Epsin Is Accumulated at Synaptic Coated Pits.

Comicroinjection of CLAP antibodies and ENTH antibodies was performed to investigate the localization of epsin within reticulospinal axons (Fig. 2A). The two antibodies coaccumulated at spots showing that they recognize the same protein in vivo and indicating that epsin is specifically localized at synaptic release sites. Colocalization of CLAP antibodies and VAMP-2 antibodies confirmed the synaptic localization (Fig. 2A).

Fig. 2. — Epsin is accumulated at synaptic regions and clathrin-coated pits. (A) (*Upper*) Confocal images from the axonal surface of a giant axon coinjected with Alexa488-labeled ENTH and Alexa546-labeled CLAP antibodies. (*Lower*) Confocal images from an axon coinjected with Alexa488-labeled VAMP-2 antibodies and Alexa546-labeled CLAP antibodies. (B) Electron micrographs of clathrin-coated pits at the periactive zone of a reticulospinal synapse stimulated with 30 mM K⁺ for 30 min and labeled with CLAP antibodies.
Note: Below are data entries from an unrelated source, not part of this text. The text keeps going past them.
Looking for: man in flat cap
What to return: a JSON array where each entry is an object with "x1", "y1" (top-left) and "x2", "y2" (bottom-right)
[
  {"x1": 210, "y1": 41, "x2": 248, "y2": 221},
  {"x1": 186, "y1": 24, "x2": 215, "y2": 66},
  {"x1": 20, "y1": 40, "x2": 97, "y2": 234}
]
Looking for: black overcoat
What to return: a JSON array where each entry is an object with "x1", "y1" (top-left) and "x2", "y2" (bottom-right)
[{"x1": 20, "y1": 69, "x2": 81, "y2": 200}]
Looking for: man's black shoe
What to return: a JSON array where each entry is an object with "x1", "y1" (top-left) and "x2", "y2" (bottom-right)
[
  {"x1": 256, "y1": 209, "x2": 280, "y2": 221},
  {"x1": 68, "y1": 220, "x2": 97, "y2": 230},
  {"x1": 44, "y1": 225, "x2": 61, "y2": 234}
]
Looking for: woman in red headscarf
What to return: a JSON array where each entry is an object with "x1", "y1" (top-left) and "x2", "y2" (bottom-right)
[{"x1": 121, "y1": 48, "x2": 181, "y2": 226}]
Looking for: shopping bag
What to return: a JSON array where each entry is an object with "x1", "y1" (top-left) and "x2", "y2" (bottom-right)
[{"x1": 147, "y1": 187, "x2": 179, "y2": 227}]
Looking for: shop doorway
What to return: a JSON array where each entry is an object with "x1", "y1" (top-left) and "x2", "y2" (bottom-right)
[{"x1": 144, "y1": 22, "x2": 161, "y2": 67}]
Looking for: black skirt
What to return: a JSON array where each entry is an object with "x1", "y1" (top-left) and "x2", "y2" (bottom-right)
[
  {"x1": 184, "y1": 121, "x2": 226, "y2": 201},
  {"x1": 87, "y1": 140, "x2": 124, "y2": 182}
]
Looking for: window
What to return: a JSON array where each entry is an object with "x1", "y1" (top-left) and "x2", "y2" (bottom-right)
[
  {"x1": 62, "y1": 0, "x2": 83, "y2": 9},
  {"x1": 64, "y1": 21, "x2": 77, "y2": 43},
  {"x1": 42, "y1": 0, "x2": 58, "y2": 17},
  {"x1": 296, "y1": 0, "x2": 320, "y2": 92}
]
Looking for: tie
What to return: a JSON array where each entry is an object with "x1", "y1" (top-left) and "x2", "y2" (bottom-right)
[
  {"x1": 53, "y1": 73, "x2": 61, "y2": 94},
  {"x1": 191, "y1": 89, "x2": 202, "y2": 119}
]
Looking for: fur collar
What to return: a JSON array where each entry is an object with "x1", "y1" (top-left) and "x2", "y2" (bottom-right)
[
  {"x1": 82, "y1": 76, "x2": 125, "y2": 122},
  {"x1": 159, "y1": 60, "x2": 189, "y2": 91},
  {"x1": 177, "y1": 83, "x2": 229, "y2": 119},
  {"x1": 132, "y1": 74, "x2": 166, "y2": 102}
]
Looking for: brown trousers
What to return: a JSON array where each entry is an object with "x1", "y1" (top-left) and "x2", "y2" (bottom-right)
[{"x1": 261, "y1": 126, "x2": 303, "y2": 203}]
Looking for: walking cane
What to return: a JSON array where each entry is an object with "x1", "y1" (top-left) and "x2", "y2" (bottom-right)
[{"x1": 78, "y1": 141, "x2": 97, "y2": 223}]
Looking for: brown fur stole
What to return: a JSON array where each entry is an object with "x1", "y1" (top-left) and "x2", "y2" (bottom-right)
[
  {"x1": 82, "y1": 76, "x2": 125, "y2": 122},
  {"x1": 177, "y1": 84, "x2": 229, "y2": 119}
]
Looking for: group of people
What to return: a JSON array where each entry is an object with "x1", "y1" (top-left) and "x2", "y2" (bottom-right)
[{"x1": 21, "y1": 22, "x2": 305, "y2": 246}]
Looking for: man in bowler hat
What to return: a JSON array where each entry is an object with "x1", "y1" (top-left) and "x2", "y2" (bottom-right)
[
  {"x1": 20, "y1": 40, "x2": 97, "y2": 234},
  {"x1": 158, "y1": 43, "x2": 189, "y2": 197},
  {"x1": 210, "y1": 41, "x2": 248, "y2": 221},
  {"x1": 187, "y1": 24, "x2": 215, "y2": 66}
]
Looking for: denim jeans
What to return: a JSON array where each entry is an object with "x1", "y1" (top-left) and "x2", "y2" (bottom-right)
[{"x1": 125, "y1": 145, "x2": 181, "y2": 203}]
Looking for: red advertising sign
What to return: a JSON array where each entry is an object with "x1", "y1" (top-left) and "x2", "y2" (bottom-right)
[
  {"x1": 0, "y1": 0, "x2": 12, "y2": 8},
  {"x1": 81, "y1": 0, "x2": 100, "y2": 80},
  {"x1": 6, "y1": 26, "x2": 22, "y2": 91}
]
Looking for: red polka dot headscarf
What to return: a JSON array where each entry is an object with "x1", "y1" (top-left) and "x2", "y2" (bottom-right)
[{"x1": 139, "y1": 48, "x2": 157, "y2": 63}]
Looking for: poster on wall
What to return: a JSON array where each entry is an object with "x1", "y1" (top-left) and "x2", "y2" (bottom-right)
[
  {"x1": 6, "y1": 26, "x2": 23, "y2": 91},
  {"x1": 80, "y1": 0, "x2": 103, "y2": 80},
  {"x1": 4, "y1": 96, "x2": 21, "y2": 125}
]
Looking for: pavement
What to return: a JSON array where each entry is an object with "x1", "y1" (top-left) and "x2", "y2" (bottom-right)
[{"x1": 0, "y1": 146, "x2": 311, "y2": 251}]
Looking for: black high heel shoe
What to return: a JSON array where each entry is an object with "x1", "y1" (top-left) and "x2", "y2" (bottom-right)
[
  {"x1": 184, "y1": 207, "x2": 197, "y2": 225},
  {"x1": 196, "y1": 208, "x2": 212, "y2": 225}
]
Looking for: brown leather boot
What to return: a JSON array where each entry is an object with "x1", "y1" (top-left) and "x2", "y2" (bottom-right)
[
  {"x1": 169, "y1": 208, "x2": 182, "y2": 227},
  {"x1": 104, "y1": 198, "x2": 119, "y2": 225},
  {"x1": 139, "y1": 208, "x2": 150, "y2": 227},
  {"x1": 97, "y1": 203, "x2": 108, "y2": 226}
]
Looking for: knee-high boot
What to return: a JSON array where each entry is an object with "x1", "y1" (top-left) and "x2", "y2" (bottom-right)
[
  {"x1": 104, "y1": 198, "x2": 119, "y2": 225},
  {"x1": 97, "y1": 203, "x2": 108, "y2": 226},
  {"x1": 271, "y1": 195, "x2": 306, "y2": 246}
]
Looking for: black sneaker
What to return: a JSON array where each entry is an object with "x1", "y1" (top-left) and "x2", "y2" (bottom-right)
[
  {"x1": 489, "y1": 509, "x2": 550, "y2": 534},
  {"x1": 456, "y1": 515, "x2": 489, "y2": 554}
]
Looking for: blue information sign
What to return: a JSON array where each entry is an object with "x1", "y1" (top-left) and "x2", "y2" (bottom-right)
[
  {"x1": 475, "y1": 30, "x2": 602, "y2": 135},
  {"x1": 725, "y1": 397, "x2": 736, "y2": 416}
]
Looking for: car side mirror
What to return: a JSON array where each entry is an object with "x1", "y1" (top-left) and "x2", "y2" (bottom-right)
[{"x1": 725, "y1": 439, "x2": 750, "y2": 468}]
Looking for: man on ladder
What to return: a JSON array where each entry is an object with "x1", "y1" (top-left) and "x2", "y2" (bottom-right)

Note the gold particles (5 nm) associated with clathrin-coated pits. (Scale bars: A, 1 μm; B, 200 nm.)

To examine whether epsin is associated with clathrin-coated pits induced by synaptic activity immunogold labeling was performed with CLAP antibodies. In synapses fixed at rest the gold particles were observed only in the vesicle cluster region (data not shown). In stimulated synapses gold particles were also found on clathrin-coated pits in the periactive zone (Fig. 2B; high K⁺ for 30 min). Quantification of gold particles confirmed that epsin is recruited to the periactive zone during activity. In stimulated synapses the periactive zone contained 4.4 ± 0.6 particles per center section (mean ± SEM, n = 5 synapses) compared with 0.9 ± 0.3 in unstimulated synapses (mean ± SEM, n = 5; P < 0.001, Student's t test). In an adjacent control area (see Methods), the particle density did not differ between stimulated (0.9 ± 0.3, mean ± SEM, n = 5) and unstimulated synapses (0.7 ± 0.3, mean ± SEM, n = 5) (P > 0.5, Student's t test). Thus, epsin is accumulated at synapses and associate with coated pits in the periactive zone during synaptic activity.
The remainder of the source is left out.